By tonnage, crushing is by far the largest operation in aggregates processing. To do it cost effectively, it’s always important to deploy the right crusher for the application.

This not only saves you time, but it will also save you money in the long run. Munesu Shoko reports.

Regarded as the main process in aggregates production, crushing is the first controlled size reduction stage and is the basis for optimal further size reduction. It is, therefore, important that when choosing a new rock crusher, the first thing you need to know is which one best matches your material – and it is imperative to find the right one the first time.

Just how important is crushing in the whole aggregates production equation? Reiterating the significance of the process, Heath Dickson, national mining sales manager at ELB Equipment, says “simply put, without crushing, in specification aggregate would not exist”.

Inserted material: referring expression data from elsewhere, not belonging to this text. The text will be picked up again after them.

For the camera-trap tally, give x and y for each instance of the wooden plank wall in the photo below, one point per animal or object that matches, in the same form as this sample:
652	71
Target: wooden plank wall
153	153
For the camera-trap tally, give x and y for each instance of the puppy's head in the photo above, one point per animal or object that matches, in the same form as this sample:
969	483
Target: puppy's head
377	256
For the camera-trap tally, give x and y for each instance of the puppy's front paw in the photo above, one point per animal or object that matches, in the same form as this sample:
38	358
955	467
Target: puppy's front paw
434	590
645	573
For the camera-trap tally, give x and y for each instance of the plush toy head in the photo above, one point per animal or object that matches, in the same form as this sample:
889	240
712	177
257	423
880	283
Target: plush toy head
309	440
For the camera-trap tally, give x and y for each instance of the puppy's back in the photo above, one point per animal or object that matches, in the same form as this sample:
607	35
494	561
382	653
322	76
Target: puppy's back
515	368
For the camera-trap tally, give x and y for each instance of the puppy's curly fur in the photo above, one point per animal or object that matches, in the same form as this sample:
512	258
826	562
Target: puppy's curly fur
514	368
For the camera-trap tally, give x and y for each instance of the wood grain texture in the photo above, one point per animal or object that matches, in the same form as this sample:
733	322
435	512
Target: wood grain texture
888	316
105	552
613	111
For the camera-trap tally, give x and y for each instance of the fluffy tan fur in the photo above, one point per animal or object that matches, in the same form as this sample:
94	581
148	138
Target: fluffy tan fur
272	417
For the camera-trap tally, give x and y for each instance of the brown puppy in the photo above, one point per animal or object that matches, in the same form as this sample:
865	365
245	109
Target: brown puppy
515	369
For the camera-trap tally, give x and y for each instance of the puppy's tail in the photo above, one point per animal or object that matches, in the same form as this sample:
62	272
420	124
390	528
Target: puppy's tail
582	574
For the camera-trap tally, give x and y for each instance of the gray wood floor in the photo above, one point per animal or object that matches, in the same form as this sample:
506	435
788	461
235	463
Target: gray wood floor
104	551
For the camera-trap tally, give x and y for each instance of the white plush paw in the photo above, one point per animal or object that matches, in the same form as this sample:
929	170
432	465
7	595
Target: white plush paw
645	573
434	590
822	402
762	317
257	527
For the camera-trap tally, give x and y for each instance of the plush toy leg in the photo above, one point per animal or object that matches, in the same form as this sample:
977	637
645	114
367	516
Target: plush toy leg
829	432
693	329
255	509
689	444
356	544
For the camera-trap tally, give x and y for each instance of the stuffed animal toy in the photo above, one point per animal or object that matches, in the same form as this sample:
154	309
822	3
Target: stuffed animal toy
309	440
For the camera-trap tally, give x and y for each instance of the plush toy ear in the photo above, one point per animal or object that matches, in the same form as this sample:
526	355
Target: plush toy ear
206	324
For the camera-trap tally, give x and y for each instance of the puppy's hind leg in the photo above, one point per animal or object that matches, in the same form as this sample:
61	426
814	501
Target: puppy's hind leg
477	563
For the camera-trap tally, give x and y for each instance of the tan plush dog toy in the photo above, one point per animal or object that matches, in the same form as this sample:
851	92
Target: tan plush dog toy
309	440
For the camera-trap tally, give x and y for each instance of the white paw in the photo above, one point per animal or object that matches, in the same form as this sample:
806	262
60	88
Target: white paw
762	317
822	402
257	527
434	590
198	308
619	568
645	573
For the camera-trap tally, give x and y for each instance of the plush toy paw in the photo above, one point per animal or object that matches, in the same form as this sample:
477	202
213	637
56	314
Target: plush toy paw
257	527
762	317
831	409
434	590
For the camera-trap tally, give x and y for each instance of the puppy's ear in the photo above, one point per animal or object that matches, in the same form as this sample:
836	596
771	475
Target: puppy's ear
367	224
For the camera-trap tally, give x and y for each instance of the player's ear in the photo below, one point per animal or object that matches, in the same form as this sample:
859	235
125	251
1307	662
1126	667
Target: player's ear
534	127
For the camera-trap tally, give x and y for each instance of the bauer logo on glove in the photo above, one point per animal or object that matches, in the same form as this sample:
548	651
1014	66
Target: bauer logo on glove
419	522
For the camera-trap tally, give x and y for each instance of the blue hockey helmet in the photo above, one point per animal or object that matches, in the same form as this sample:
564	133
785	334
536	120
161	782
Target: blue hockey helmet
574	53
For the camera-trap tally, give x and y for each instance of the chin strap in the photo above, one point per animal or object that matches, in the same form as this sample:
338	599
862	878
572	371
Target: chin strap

Sandro Scherf, CEO of Pilot Crushtec International, says the crushing stages are critical to achieving the right quantity and quality of aggregate products. “Similar to driving a vehicle, to reach top speed you need to go through various gears; in aggregate production, you need to go through various crushing stages. The number of crushing stages will vary depending on production requirements such as the quantity you need to produce and the specifications of the final product,” says Scherf.

Tyron Ravenscroft, Finlay Product Manager at Bell Equipment, says without crushing, very little aggregate would be produced from purely using explosives to blast the natural rock.  “Therefore, the crushing stage is a vital necessity to be able to produce high-quality aggregates. However, screening the crushed material is just as important to be able to produce the different aggregate sizes, which then become a valuable and sellable product,” says Ravenscroft.

Johann Prüwasser, engineer at Keestrack, says the importance is extremely high because the crushing stage influences the overall quality of the final product. He adds that the costs of processing are mainly dependent on the crushing system and its energy demand.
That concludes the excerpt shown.